Well, Eduard has really arrived in the big leagues with this baby. No more jokes about "clunky Eastern Bloc injection molding" EVER again. Note brass piping bore of spinner cannon.
Fixed armament of the Yak-3 was all centered around the cowling and spinner. Again, I spruced up the kit a bit by replacing gun bores with brass tubing. The gun bore louvres in the cowling were blackened with pastel powder.
Unusual "seagull" emblem. If anyone knows the story on this marking, drop me a line, please.
Nice shot of the Yak-3 showing its distinctive overhead profile. The Yak-3 was the smallest and lightest major production fighter of WW2.
Just a tease shot of some front office detail.
Now wait a minute...You don't think the Soviet Aircraft Design Bureau would have let Comrade Yakovlev rip off the landing gear design from the Fw190, do you? Would the Russians ever steal or copy designs? Nahhh...
Note weird light blue inboard landing gear bay cover and its actuator gear.
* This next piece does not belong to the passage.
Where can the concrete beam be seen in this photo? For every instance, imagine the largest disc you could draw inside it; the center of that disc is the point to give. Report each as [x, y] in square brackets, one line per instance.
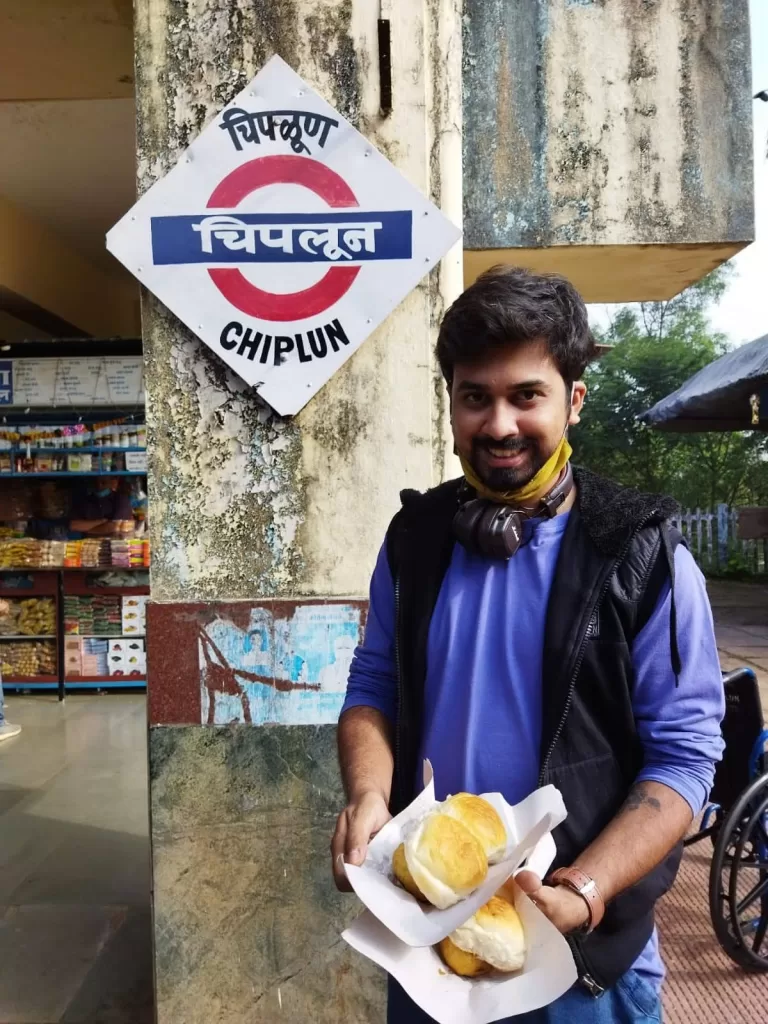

This rather funky, Evangelist leisure suit shade of underside blue, FYI, is the actual shade used by the VVS (Soviet Air Force) during the Great Patriotic War, not some bastardized, watered-down Hellblau RLM color as spurious documentation has led us to believe all of these years...
Handsome side profile of the Yak-3. The aerial, by the way, is made from nice, stretchy black nylon hose thread (no, not mine...).